The Dykes

  We have no heart for the fishing, we have no hand for the oar--
  All that our fathers taught us of old pleases us now no more;
  All that our own hearts bid us believe we doubt where we do not deny--
  There is no proof in the bread we eat or rest in the toil we ply.

  Look you, our foreshore stretches far through sea-gate, dyke, and
     groin--
  Made land all, that our fathers made, where the flats and the fairway
     join.
  They forced the sea a sea-league back. They died, and their work
     stood fast.
  We were born to peace in the lee of the dykes, but the time of our
     peace is past.

  Far off, the full tide clambers and slips, mouthing and testing
     all,
  Nipping the flanks of the water-gates, baying along the wall;
  Turning the shingle, returning the shingle, changing the set of the
     sand ...
  We are too far from the beach, men say, to know how the outworks
     stand.

  So we come down, uneasy, to look, uneasily pacing the beach.
  These are the dykes our fathers made: we have never known a
     breach.
  Time and again has the gale blown by and we were not afraid;
  Now we come only to look at the dykes--at the dykes our fathers
     made.

  O’er the marsh where the homesteads cower apart the harried sunlight
     flies,
  Shifts and considers, wanes and recovers, scatters and sickens and
     dies--
  An evil ember bedded in ash--a spark blown west by the wind ...
  We are surrendered to night and the sea--the gale and the tide
     behind!

  At the bridge of the lower saltings the cattle gather and blare,
  Roused by the feet of running men, dazed by the lantern glare.
  Unbar and let them away for their lives--the levels drown as they
     stand,
  Where the flood-wash forces the sluices aback and the ditches deliver
     inland.

  Ninefold deep to the top of the dykes the galloping breakers stride,
  And their overcarried spray is a sea--a sea on the landward side.
  Coming, like stallions they paw with their hooves, going they snatch
     with their teeth,
  Till the bents and the furze and the sand are dragged out, and the
     old-time wattles beneath!

  Bid men gather fuel for fire, the tar and the oil and the tow--
  Flame we shall need, not smoke, in the dark if the riddled seabanks
     go.
  Bid the ringers watch in the tower (who knows what the dawn shall
     prove?)
  Each with his rope between his feet and the trembling bells above.
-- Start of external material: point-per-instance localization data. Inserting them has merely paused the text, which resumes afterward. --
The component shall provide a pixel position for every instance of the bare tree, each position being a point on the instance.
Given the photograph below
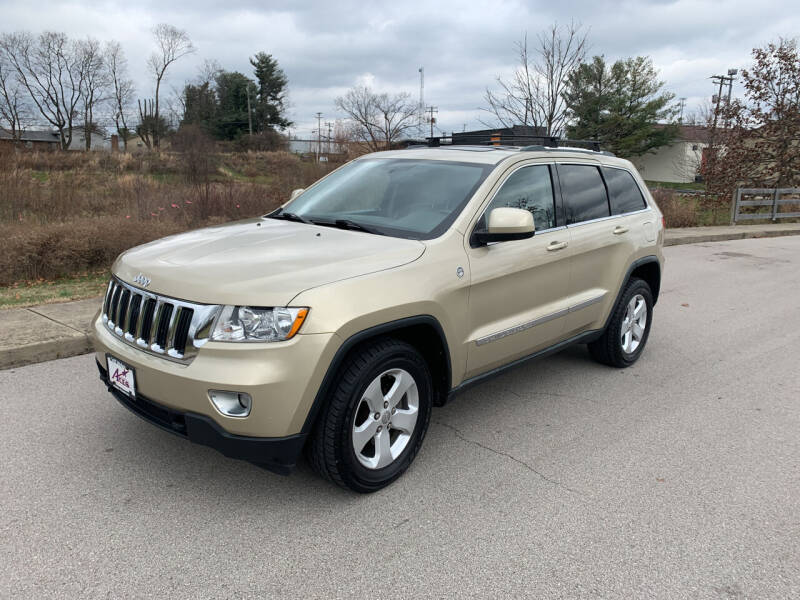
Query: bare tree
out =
(173, 43)
(123, 89)
(378, 119)
(14, 110)
(47, 66)
(96, 82)
(534, 95)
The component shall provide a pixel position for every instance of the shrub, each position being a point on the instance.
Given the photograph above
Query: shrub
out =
(678, 211)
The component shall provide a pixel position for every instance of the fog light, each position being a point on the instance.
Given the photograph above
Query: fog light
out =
(231, 404)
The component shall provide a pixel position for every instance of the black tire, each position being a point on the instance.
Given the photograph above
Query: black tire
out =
(607, 349)
(330, 449)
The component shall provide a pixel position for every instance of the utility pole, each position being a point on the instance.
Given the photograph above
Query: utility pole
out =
(421, 108)
(330, 126)
(731, 74)
(722, 80)
(717, 100)
(319, 135)
(431, 110)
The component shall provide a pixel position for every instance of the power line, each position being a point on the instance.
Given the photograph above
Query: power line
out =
(319, 135)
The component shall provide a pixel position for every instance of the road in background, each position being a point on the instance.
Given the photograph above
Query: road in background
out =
(678, 477)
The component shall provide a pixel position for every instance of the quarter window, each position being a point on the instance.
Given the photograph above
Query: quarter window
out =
(584, 193)
(623, 192)
(529, 188)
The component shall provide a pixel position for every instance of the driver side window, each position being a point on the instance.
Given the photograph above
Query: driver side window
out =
(529, 188)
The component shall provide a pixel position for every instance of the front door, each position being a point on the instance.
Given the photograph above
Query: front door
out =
(518, 296)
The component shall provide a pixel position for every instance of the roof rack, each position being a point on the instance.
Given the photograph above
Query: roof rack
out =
(505, 141)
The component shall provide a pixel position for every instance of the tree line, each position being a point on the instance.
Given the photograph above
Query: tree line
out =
(555, 89)
(63, 82)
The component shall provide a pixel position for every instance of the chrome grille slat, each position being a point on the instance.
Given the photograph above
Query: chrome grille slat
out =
(122, 311)
(166, 327)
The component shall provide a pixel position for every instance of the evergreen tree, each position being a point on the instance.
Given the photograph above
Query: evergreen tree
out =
(622, 106)
(200, 106)
(232, 91)
(269, 109)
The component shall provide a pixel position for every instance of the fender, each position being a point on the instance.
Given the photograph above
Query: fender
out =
(361, 336)
(633, 266)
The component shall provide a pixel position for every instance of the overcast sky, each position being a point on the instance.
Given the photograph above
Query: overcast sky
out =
(327, 47)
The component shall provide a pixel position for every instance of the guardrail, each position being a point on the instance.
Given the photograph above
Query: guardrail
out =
(772, 197)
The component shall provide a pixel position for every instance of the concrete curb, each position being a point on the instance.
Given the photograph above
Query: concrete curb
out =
(677, 237)
(53, 331)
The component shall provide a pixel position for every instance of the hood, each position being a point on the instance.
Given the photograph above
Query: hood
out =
(260, 262)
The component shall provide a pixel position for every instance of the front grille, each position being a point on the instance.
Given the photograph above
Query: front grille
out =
(160, 325)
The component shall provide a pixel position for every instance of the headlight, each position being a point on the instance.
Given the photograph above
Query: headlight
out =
(251, 324)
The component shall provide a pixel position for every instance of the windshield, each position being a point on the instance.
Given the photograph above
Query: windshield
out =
(415, 199)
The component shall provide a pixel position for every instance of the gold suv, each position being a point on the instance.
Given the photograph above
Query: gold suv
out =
(337, 322)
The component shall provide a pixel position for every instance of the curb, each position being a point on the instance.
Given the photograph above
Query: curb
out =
(680, 239)
(70, 341)
(45, 351)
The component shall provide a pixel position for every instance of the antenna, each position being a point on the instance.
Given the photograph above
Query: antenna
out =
(421, 116)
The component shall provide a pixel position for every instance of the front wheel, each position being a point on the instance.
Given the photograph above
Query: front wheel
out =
(624, 339)
(376, 417)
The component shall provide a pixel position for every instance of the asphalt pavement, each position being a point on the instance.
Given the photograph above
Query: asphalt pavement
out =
(676, 478)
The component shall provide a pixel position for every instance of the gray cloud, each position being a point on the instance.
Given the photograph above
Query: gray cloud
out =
(326, 47)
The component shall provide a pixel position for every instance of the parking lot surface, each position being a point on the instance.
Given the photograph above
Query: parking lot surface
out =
(678, 477)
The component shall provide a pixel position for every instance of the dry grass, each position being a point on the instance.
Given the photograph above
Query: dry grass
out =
(64, 213)
(32, 293)
(678, 211)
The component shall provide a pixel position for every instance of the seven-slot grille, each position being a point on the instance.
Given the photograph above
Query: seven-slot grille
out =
(157, 324)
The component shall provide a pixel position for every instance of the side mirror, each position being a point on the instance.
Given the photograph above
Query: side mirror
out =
(506, 224)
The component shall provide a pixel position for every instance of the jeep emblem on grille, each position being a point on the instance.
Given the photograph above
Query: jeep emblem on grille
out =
(142, 280)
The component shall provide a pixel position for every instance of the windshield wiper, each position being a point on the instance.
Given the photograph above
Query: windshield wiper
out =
(348, 224)
(291, 217)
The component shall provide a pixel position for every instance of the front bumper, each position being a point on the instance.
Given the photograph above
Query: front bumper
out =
(276, 454)
(282, 378)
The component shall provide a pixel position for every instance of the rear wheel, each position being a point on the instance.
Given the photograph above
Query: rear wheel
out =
(376, 417)
(628, 328)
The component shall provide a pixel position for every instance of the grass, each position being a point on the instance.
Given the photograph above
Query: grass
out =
(67, 213)
(676, 186)
(31, 293)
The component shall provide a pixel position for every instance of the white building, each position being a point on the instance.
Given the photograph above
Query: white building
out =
(678, 162)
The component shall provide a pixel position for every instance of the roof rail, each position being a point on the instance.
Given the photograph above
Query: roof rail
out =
(506, 141)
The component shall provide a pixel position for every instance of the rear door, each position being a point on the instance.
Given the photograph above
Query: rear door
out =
(518, 295)
(601, 239)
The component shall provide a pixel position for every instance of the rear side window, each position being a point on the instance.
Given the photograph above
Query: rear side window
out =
(623, 192)
(584, 193)
(529, 188)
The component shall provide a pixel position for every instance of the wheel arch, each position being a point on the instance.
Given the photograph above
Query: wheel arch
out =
(423, 332)
(647, 268)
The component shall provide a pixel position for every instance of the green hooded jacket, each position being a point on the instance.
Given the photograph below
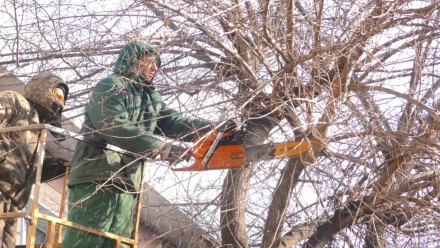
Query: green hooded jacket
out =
(126, 111)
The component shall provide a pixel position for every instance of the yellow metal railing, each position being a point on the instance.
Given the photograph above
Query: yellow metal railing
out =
(53, 240)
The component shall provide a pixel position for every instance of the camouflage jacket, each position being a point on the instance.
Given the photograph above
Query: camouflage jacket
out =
(17, 148)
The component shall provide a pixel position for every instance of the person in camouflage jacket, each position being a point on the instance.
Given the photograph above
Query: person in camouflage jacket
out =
(124, 110)
(42, 102)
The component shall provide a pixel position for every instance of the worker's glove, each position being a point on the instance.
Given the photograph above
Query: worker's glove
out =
(229, 126)
(173, 153)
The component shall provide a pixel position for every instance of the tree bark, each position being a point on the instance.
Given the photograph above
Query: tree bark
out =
(280, 201)
(235, 188)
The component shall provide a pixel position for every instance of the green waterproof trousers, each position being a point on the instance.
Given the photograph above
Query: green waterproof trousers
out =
(107, 209)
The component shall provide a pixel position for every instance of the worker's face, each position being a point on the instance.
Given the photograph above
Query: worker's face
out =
(59, 96)
(147, 67)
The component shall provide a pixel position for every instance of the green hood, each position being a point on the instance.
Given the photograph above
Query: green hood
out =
(132, 52)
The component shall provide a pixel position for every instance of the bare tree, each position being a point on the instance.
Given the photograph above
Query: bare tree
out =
(358, 78)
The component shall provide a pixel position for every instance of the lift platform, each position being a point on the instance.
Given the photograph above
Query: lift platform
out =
(54, 234)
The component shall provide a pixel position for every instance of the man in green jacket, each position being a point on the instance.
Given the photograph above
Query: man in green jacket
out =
(126, 111)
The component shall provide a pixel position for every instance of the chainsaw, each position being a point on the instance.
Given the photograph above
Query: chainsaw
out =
(220, 150)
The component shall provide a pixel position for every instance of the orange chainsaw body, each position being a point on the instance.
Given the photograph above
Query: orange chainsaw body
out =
(230, 153)
(224, 156)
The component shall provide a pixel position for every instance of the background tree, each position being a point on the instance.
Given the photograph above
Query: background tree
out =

  Now we can only wait till the day, wait and apportion our shame.
  These are the dykes our fathers left, but we would not look to the
     same.
  Time and again were we warned of the dykes, time and again we
     delayed:
  Now, it may fall, we have slain our sons as our fathers we have
     betrayed.

         *       *       *       *       *

  Walking along the wreck of the dykes, watching the work of the seas,
  These were the dykes our fathers made to our great profit and ease;
  But the peace is gone and the profit is gone, and the old sure day
     withdrawn ...
  That our own houses show as strange when we come back in the dawn!